How auto-cache works

When weevr executes a weave, the CacheManager analyzes the thread dependency DAG to find threads whose output is consumed by multiple downstream threads. It automatically persists those outputs at MEMORY_AND_DISK storage level after the producing thread completes. When all consumers finish, the cached DataFrame is unpersisted to release memory.

This means that in many cases, caching happens without any configuration. The engine handles the lifecycle automatically.

Step 1 -- Identify the shared lookup

Suppose you have a dim_product thread that writes a product dimension table, and two downstream threads (fact_orders and fact_returns) that both join against it:

dim_product  -->  fact_orders
             -->  fact_returns

Because dim_product feeds two consumers, weevr auto-caches its output after it finishes writing.

Step 2 -- Prevent cache suppression

By default, threads with two or more downstream dependents are auto-cached. Setting cache: true on a thread is a no-op in the current engine — it only prevents cache: false suppression.
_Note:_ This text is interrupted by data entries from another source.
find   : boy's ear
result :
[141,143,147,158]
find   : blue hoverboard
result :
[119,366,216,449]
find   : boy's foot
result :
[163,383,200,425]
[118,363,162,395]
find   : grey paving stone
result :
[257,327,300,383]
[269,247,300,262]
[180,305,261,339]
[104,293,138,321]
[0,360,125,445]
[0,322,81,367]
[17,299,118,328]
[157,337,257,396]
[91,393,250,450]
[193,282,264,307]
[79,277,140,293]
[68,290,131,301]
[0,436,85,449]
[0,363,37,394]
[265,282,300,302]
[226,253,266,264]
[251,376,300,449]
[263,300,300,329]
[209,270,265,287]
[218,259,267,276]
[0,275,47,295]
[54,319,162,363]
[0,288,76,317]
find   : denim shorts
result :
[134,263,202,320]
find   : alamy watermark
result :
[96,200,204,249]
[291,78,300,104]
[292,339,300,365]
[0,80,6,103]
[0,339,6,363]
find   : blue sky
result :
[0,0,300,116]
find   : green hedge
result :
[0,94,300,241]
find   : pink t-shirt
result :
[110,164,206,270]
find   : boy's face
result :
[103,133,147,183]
It does not force caching for threads with fewer than two dependents.

If you need a thread's output to be shared across multiple consumers, use weave-level lookups instead.
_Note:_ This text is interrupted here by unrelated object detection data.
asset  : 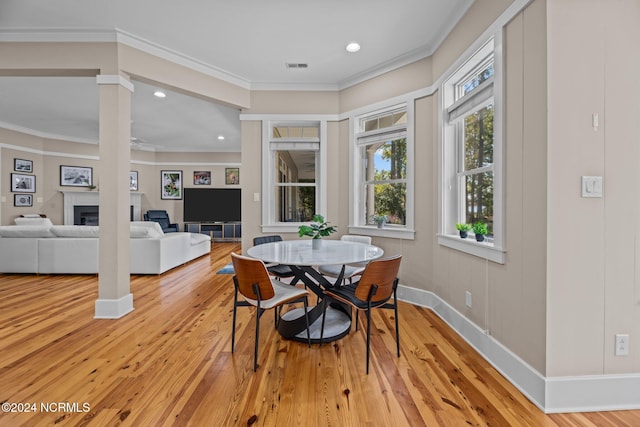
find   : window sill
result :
[349,225,416,240]
[438,234,505,264]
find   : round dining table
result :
[247,239,384,343]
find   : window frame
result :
[437,33,506,264]
[349,102,415,240]
[262,116,327,233]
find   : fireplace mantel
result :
[60,190,142,225]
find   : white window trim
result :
[261,115,327,233]
[349,101,415,240]
[437,30,506,264]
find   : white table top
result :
[247,239,384,265]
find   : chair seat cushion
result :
[244,279,308,310]
[267,264,294,277]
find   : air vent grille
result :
[286,62,309,69]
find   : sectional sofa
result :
[0,218,211,274]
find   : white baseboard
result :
[94,293,133,319]
[398,285,640,413]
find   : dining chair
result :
[253,234,295,279]
[318,234,371,283]
[231,252,311,372]
[320,255,402,374]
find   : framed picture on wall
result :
[224,168,240,185]
[193,171,211,185]
[160,171,182,200]
[13,194,33,206]
[60,165,93,187]
[129,171,138,191]
[13,159,33,173]
[11,173,36,193]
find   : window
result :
[262,121,326,231]
[351,104,413,238]
[438,40,503,262]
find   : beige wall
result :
[547,0,640,376]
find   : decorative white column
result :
[95,75,133,319]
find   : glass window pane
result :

Step 3 -- Disable caching for a thread

In rare cases where auto-caching is undesirable (for instance, a very large output that should not consume executor memory), disable it explicitly:

cache: false

This overrides the engine's auto-cache decision for that specific thread.

Performance considerations

  • Storage level: Cached DataFrames use MEMORY_AND_DISK, which spills to local disk if memory is insufficient. This prevents out-of-memory errors at the cost of slower disk reads.
  • Lifecycle management: The CacheManager tracks consumer completion and automatically unpersists DataFrames when no further consumers remain. A cleanup() call in a finally block ensures caches are released even when execution fails partway through.
  • Cache failures are non-fatal: If a persist or unpersist operation fails, the engine logs a warning and continues. Consumers fall back to reading from Delta directly. Caching improves performance but never affects correctness.
  • Scope: Caching operates within a single weave execution. Cached DataFrames do not persist across weave boundaries or Spark sessions.

Step 4 - Use weave-level lookups

Execution PlanExternal LookupsGroup 0: dim_product*Lookup materialization pointdim_product → cache (internal)Group 1: fact_orders, fact_returnsref.regions(pre-materialized)

External lookups (not produced by any thread in the weave) are materialized before the first execution group.

dim_productfact_ordersfact_returns producer completes lookup available available from start

For shared reference datasets, weave-level lookups provide more control than thread-level caching. Define the lookup in the weave's lookups block and reference it from thread sources:

# orders.weave
config_version: "1.0"

lookups:
  dim_product:
    source:
      type: delta
      alias: silver.dim_product
    materialize: true
    strategy: cache

threads:
  - ref: facts/fact_orders.thread
  - ref: facts/fact_returns.thread
# facts/fact_orders.thread — references the lookup
sources:
  orders:
    type: delta
    alias: raw.orders
  products:
    lookup: dim_product   # resolved from the weave's lookups map

steps:
  - join:
      source: products
      type: left
      on: [product_id]

The lookup is read once before threads start and shared across all threads that reference it. Choose strategy: broadcast for small datasets that benefit from Spark broadcast join hints, or strategy: cache (the default) for larger datasets.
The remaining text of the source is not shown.